The Classical Torso in 1980
(poetry) Pulp Press Book Publishers. l988.
Vancouver. 62 pages
ISBN No. 0-88978-200-8
Many of the poems appearing in “The Classical Torso in 1980” formed the graduate studies thesis for an M.F.A. in Creative Writing at the University of British Columbia. The book’s title is taken from a visual art exhibit by Canadian sculptor, Susan Beniston, presented at the Burnaby Art Gallery in winter 1980.
“…So it is only with herself alone
That she speaks. And as a cup fills itself in the stream
It seems to her, that the language breaks.”
Rainer Maria Rilke
from Sonnets To Orpheus II, XV – translated by Karl Siegler
on The Classical Torso in 1980
“In her poetry of moons and tides, of shadows and lights, Diana Hayes walks softly in order to hear `the small sighing of the figures/when they discover a perfect quiescence…’ In these delicate and meditative poems the reader encounters not only the appalling significance of `The Classical Torso in l980′ but also the promise of a garden where there is bread.

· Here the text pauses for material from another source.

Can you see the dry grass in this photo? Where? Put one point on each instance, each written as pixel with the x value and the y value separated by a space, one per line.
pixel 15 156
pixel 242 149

“`It is the moon’s work that brings us here,’ she says, and here is not only her island home with its water music, but also a psychic space – no paradise – where, to quote her again, `I fix my mind on repair.’ These poems, then, are about salvaging and salvation and are themselves a part of that process.”
– PHYLLIS WEBB
“Lucid, deft, disciplined, and deeply moving, these poems have a vivid strength that is truly astonishing. Diana Hayes, in the eight years since her last collection, has perfected her voice, and, like all poets who do not merely report and comment, but who seek and find, she tells us `what we know ourselves, listening/to the still voices at day’s rest.’
“This is a wonderful book.”
– ROBIN SKELTON
“These are extremely skillful meditative poems emerging from the movement of thought between the serenities of the writer’s coastal environment and her haunted psychic landscape. It is a book that offers itself for repeated reading and deeper understanding.”